Prior to 2017, Https was long endorsed by webmasters due to it’s inferred ranking benefits within Google.
However Google have now made it a necessity through, by forcing http websites to show as “not secure” within their Chrome browsers (other browsers quickly followed suit).
The general public is becoming more aware of cyber crime, and hacktivism is a growing term in mainstream media as more and more high profile figures and companies fall victim to hacked emails and data breaches.
Google at the end of the day relies on people using the search service to find results that answer their query – Google has a vested interest in ensuring that it isn’t sending users to a website that could potentially harm them.
While Https does not mean your website is secure, it goes a long way to protecting your users.

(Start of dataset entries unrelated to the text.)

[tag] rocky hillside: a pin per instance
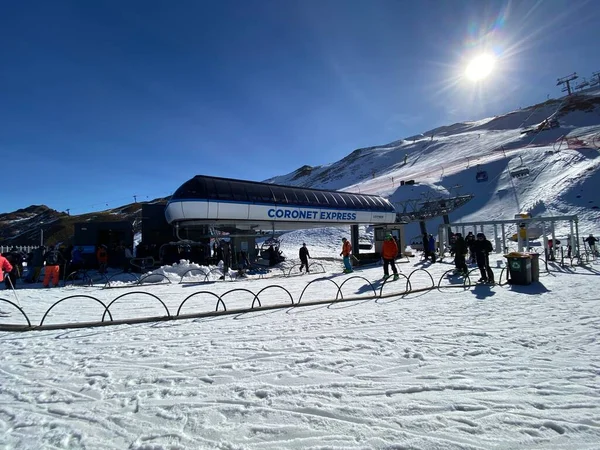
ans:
(24, 226)
(555, 144)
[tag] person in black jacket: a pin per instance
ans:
(460, 254)
(591, 242)
(304, 255)
(482, 248)
(470, 240)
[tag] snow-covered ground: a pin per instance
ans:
(485, 367)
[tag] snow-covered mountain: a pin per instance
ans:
(556, 142)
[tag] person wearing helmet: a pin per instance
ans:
(591, 241)
(389, 251)
(5, 266)
(345, 253)
(304, 255)
(461, 250)
(483, 248)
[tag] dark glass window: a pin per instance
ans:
(330, 199)
(340, 199)
(302, 197)
(262, 194)
(211, 190)
(349, 200)
(290, 194)
(239, 191)
(279, 195)
(321, 199)
(223, 190)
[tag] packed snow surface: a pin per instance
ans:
(479, 368)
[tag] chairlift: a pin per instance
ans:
(520, 171)
(481, 176)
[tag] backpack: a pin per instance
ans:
(52, 258)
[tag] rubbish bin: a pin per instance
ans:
(535, 266)
(519, 268)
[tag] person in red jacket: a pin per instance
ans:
(346, 250)
(5, 266)
(389, 251)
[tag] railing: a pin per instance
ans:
(374, 291)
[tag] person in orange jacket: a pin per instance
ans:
(346, 250)
(102, 257)
(53, 260)
(389, 251)
(5, 266)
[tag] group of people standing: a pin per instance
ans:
(479, 249)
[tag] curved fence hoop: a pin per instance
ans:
(314, 281)
(276, 286)
(407, 286)
(200, 269)
(217, 270)
(439, 286)
(557, 146)
(244, 290)
(289, 274)
(110, 279)
(19, 308)
(76, 296)
(163, 277)
(311, 265)
(100, 278)
(351, 278)
(132, 293)
(421, 270)
(219, 301)
(596, 141)
(86, 280)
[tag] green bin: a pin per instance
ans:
(535, 266)
(519, 268)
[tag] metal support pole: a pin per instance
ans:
(577, 237)
(497, 239)
(545, 243)
(571, 238)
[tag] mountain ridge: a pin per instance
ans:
(438, 160)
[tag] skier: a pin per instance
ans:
(591, 241)
(304, 255)
(346, 250)
(34, 266)
(460, 255)
(52, 270)
(102, 257)
(5, 266)
(226, 255)
(15, 258)
(482, 248)
(389, 251)
(431, 247)
(470, 240)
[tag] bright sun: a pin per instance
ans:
(480, 67)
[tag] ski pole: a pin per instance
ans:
(14, 290)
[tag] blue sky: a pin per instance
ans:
(104, 100)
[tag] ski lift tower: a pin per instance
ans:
(567, 82)
(430, 206)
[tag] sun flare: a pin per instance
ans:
(480, 67)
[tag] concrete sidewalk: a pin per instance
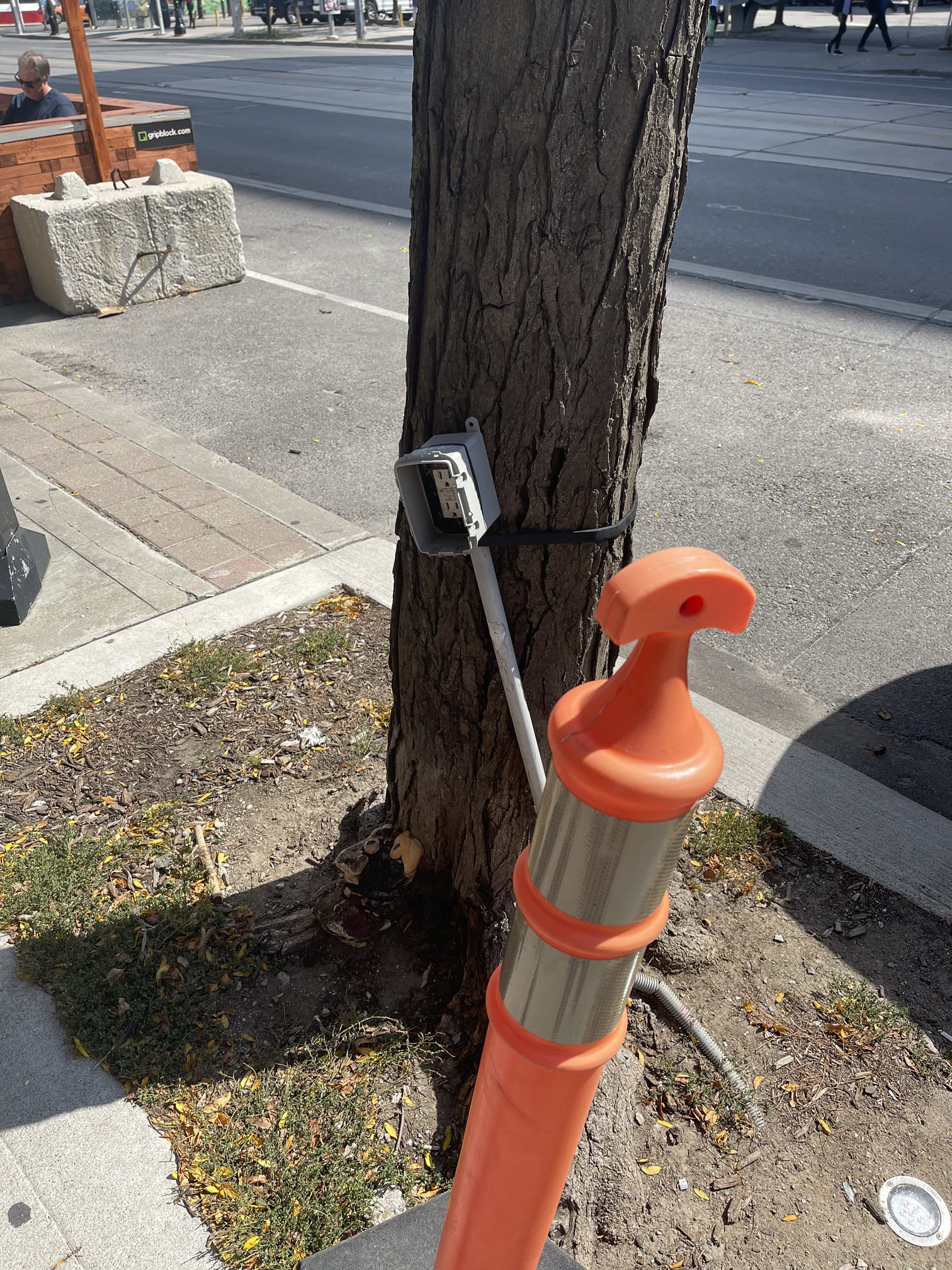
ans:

The Data Encryption Process
A Secure Socket Layer (SSL) certificate is a small data file that associates an organisation’s details with a cryptographic key. When installed on a web server, it enables an encrypted secure connection between the web server and the user’s browser.
The below is a breakdown of the standard process:
- A browser (or server) attempts connection to a website that is secured with an SSL. The browser (or server) then asks the website to identify itself.
- The website sends a copy of it’s SSL certificate.
- The browser (or server) verifies the validity of the SSL certificate, and if it does, it sends a message back to the website.
- The website sends back a digitally signed acknowledgement to begin an SSL encrypted session.
- Encrypted data is then shared between the browser (or server) and the website).